SE-0379: Opt-In Reflection Metadata

This is a valid framing, but it’s not just GUI apps. Anybody distributing their program in any capacity has a reason to care about code size, including Docker containers on server, closed-source libraries on iOS (and eventually Windows?), anyone using a build farm (which, admittedly, is not well-supported right now), and experiments with using Swift in resource-constrained environments, such as embedded or wasm. On the flip side, you have command-line tools using print on non-CustomStringConvertible types to get something human-readable, not even reliably parseable. My impression of the relative size of these aggregate groups is opposite of what your framing implies with “enormous” and “everyday”.

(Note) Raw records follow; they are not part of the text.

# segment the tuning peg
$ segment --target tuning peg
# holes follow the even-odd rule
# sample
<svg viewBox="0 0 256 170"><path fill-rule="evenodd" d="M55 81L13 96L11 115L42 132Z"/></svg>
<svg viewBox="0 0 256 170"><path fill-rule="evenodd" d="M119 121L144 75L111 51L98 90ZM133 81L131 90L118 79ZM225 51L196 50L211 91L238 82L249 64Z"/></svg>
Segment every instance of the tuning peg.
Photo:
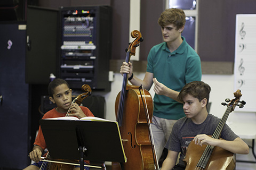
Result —
<svg viewBox="0 0 256 170"><path fill-rule="evenodd" d="M228 104L226 104L226 103L221 103L221 105L222 105L223 106L227 106Z"/></svg>
<svg viewBox="0 0 256 170"><path fill-rule="evenodd" d="M229 98L227 98L227 99L225 99L226 102L229 102L230 101L231 101L230 99L229 99Z"/></svg>
<svg viewBox="0 0 256 170"><path fill-rule="evenodd" d="M246 103L245 102L245 101L244 101L244 100L242 100L242 101L239 101L239 103L241 103L241 104L242 104L243 105L245 105L246 104Z"/></svg>
<svg viewBox="0 0 256 170"><path fill-rule="evenodd" d="M242 104L242 103L240 105L238 105L239 106L239 108L243 108L244 107L244 105Z"/></svg>
<svg viewBox="0 0 256 170"><path fill-rule="evenodd" d="M135 44L134 45L134 47L137 47L138 46L140 46L140 44Z"/></svg>

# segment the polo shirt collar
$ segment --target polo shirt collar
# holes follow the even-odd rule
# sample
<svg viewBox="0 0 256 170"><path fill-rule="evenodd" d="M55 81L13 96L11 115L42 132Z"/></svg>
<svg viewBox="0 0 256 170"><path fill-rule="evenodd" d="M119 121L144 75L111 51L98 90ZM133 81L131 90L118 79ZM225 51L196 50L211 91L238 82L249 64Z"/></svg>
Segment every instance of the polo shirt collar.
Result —
<svg viewBox="0 0 256 170"><path fill-rule="evenodd" d="M181 36L181 38L182 39L182 40L183 40L181 44L180 45L180 46L179 47L178 47L178 48L175 51L174 51L173 52L171 53L170 55L175 55L176 53L182 54L183 53L184 53L184 52L186 49L186 45L185 45L186 39L183 36ZM164 45L163 46L163 49L167 51L168 52L170 53L169 49L167 47L167 43L166 42L164 43Z"/></svg>

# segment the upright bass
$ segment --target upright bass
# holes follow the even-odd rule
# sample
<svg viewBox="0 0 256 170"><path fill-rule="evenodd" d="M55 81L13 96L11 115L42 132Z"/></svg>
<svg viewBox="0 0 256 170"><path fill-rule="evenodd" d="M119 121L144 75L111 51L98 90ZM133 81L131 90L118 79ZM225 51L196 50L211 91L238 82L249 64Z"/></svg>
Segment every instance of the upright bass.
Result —
<svg viewBox="0 0 256 170"><path fill-rule="evenodd" d="M135 48L143 38L138 30L131 33L135 40L126 50L125 62L129 63L131 55L135 55ZM149 125L151 121L153 99L147 90L142 96L140 88L127 83L127 74L123 75L121 91L116 99L115 111L127 162L120 165L113 163L112 169L158 169L155 150L152 144Z"/></svg>
<svg viewBox="0 0 256 170"><path fill-rule="evenodd" d="M234 110L236 106L238 105L239 108L242 108L245 104L245 101L239 101L242 96L240 90L237 90L234 95L235 98L231 101L229 99L226 100L226 102L230 101L229 104L225 103L221 104L223 105L228 105L228 107L212 136L214 139L220 138L229 113ZM241 104L238 105L238 103ZM188 146L183 160L187 163L185 170L233 170L235 165L233 153L219 147L214 147L210 145L203 145L203 147L201 147L192 142Z"/></svg>

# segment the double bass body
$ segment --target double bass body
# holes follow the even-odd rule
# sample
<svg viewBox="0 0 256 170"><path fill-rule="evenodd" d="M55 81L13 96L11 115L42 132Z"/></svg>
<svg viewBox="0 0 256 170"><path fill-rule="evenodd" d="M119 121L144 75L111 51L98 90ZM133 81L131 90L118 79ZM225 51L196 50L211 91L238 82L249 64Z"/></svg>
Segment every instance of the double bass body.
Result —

I personally think tying this to a language version is the right compromise. Swift 5 mode is unlikely to go away for a long, long time.

3 Likes

A thought: should the runtime warn, once per type, if someone attempts to print a type without the appropriate metadata? It’s not much of a signal but it might help, similar to how NSKeyedArchiver warns if you archive a class without a stable runtime name.

4 Likes

I think this proposal solves a legitimate issue for apps that want to strip the reflection metadata by introducing the Reflectable protocol that library author's can use to ensure that reflection metadata is available at runtime for their APIs. What confuses me is that the proposal solves this issue, but then wants to completely flip our defaults for Swift 6. I agree with Guillaume here that this is a very large behavior difference and might actually be a large source break for some programs.

Just to display the behavioral difference of print that will come with this proposal in Swift 6:

struct Dog {
    let name: String
    let age: Int
}

let sparky = Dog(name: "Sparky", age: 2)

// Debug: "Dog(name: "Sparky", age: 2)"
// Release: "Dog()"
print(sparky)

but print doesn't have to output to stdout, you can write applications that may look like:

var dogString = ""
print(sparky, to: &dogString)

// "Dog(name: "Sparky", age: 2)"
print(dogString)

Granted this use case may be less common than the former, but the documentation for this feature doesn't say that this format stable or unstable. Given that this output hasn't been changed for a long time (unless you explicitly change it yourself by adding a CustomStringConvertible conformance), I think this would break a lot of code.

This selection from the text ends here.